# How do I convert the equation f(x)=x^2-2x-3 to vertex form?

Jul 29, 2015

$\textcolor{red}{f \left(x\right) = {\left(x - 1\right)}^{2} - 4}$

The vertex form of a quadratic is given by y = a(x – h)^2 + k, where ($h , k$) is the vertex.

The "$a$" in the vertex form is the same "$a$" as in $y = a {x}^{2} + b x + c$.

$f \left(x\right) = {x}^{2} - 2 x - 3$

We convert to the "vertex form" by completing the square.

Step 1. Move the constant to the other side.

$f \left(x\right) + 3 = {x}^{2} - 2 x$

Step 2. Square the coefficient of $x$ and divide by 4.

${\left(- 2\right)}^{2} / 4 = 1$

Step 3. Add this value to each side

$f \left(x\right) + 3 + 1 = {x}^{2} - 2 x + 1$

Step 4. Express the right hand side as a square.

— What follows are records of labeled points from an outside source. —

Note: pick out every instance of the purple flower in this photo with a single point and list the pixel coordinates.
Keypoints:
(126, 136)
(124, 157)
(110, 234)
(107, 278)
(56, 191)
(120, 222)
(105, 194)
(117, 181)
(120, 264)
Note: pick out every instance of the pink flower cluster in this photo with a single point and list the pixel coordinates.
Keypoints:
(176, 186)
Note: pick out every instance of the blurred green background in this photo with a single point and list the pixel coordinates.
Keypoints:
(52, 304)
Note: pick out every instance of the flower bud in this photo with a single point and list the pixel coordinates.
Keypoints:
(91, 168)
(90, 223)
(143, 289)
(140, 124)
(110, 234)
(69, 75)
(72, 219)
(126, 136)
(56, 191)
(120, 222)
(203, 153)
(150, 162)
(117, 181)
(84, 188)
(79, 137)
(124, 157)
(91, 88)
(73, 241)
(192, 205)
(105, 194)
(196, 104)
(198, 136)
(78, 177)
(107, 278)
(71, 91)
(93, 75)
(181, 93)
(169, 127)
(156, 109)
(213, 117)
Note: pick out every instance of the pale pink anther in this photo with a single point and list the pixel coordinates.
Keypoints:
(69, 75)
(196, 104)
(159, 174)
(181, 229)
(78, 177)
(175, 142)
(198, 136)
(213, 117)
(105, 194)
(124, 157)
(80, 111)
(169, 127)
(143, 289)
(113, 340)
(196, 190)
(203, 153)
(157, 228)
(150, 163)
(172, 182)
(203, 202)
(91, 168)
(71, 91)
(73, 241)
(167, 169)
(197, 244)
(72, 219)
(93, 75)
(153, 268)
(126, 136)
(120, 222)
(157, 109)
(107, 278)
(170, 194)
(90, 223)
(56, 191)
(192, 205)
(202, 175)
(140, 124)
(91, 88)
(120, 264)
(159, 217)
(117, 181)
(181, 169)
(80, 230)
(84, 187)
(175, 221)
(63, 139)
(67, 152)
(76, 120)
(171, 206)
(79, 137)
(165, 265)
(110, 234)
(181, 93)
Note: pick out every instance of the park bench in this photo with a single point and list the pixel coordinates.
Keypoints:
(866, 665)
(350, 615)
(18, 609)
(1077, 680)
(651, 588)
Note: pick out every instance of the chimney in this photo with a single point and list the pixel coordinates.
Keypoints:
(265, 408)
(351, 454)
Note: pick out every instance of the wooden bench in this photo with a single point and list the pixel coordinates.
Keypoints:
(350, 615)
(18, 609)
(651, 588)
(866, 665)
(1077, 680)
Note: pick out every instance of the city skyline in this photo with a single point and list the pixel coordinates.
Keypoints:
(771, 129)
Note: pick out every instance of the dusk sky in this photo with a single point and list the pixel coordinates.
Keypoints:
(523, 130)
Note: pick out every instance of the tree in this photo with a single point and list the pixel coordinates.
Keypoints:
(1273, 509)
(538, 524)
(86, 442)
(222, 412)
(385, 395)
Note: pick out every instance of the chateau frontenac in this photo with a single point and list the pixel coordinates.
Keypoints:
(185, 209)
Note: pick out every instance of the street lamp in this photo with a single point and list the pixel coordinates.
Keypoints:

$f \left(x\right) + 4 = {\left(x - 1\right)}^{2}$

Step 5. Isolate $f \left(x\right)$.

$f \left(x\right) = {\left(x - 1\right)}^{2} - 4$

The equation is now in vertex form.

y = a(x – h)^2 + k, where ($h , k$) is the vertex.

$h = 1$ and $k = - 4$, so the vertex is at ($1 , - 4$).